= Quality of Pitch =

Quality of Pitch (QOP) is a theoretical pitch quantification statistic combines speed, location and movement into a single numeric value that quantifies the quality of a baseball pitch. QOP was developed by Jarvis Greiner and Jason Wilson of Biola University, California, as a method of objectively evaluating pitches in baseball. QOPBASEBALL is the brand of the QOP statistic.

==Development==
Greiner, one of the main contributors to the QOP statistic, was a film major and a pitcher for the Biola University baseball team in 2010. He came up with the idea for QOP while designing a statistics project for his then-professor, Wilson. He had realized that, while fastballs were generally judged by their speed, there was no standardized, quantitative measurement for other types of throws, particularly curveballs.

Greiner filmed 30 of his teammates' pitches, and asked his baseball coach, John Verhoeven, to rate the pitches according to batting difficulty on a scale of 0 to 100. Afterwards, he watched the filmed pitches and obtained the pitches’ initial height, breaking point, maximum height, and final location. A multiple regression model was then used to derive the initial version of the Greiner Index, a precursor to the QOP metric.

The Greiner Index (GI) is calculated with the following formula,

GI = -2.51rise + 1.88breakpoint – 0.47knee_dist + 0.51total break

where rise refers to the number of inches the ball rises vertically to the maximum height, break point the horizontal distance (in feet) from the release point to the maximum height, total break the number of vertical feet from the maximum ball height to the point it crosses the plate, and knee distance (also known as location) the number of inches above (positive) or below (negative) the batter's knee.

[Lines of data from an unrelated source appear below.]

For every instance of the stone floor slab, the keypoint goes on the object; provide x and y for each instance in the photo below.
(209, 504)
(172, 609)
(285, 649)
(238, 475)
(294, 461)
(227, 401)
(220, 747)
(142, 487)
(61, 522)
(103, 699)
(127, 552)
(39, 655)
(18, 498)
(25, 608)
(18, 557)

A single pitch with a 3-inch rise, 0.47 foot total break, 21.5 break point, and 8 inch location change, for example, would be calculated in this way:

$GI = (-2.51)(3)+(1.88)(21.5)-(0.47)(8)+(0.51)(0.47)$

In this case, the Greiner Index would be 53.6 points.

After the Greiner Index was developed, Wilson expanded it to create the QOP metric, which then made its debut at the 2015 SABR conference. Specifically, the final location was reevaluated to take two dimensions into account, speed and horizontal break were added to the equation, and the model was generalized to include all pitches (not just curveballs). The method for calculating QOP is patented (#US 10,737167 B2), and the statistics were made available online in 2016.

The overall QOP of a pitch is increased by the following components:
- Decreased rise (for curveballs)
- Increased total break
- Increased late vertical break
- Increased horizontal break
- Closeness to corners of strike zone
- Increased velocity

Since QOP is measured by breaking a pitch down into its individual components and analyzed from there, the pitch's rating does not depend on the batter's batting performance. This differentiates QOP from other commonly used pitching statistics, such as ERA (Earned Run Average).

Some critics argue that the QOP metric is not truly objective because of its basis in the Greiner Index, which was calculated based on the ratings of John Verhoeven.

== QOP and conventional baseball statistics ==
The QOP metric has been shown to have significant relationships with other, more conventional baseball statistics.

When variables like pitch type, pitch count, runners on base, and times through the batting order are factored out, QOP has been demonstrated to have a statistically significant negative correlation with ERA (earned run average). In other words, a higher QOP (a better pitch) is correlated with a lower ERA (less runs earned). Wilson wrote that "averaged over all seasons, for players with an ERA of five or higher in one season, if they also have a QOPA [average QOP] over five, the prediction accuracy is 85.5 percent".

Home runs per 9 innings (HR/9) has a negative relationship with QOP as well, with a peak at -0.5 that, while as of yet unexplained, can also be found in the relationship between HR/9 and mph.

The QOP metric also illuminates the relationship between pitch quality and batting order: not only does pitch quality generally go down the second and third time through the batting order, but the general pattern usually remains the same each time through the order. The first and ninth batters face pitches with the highest QOP, on average, and the fourth, fifth, and eighth face the lowest.

==Applications==
Potential practical applications of QOP include tracking pitcher improvement (comparing pitches during and between seasons), scouting (if implemented on a radar gun for use in minor leagues and overseas), preventing injury (tracking significant decline throughout a season), and fan enjoyment (a potential complement to mph or rpm). It has not been proven to satisfy these applications.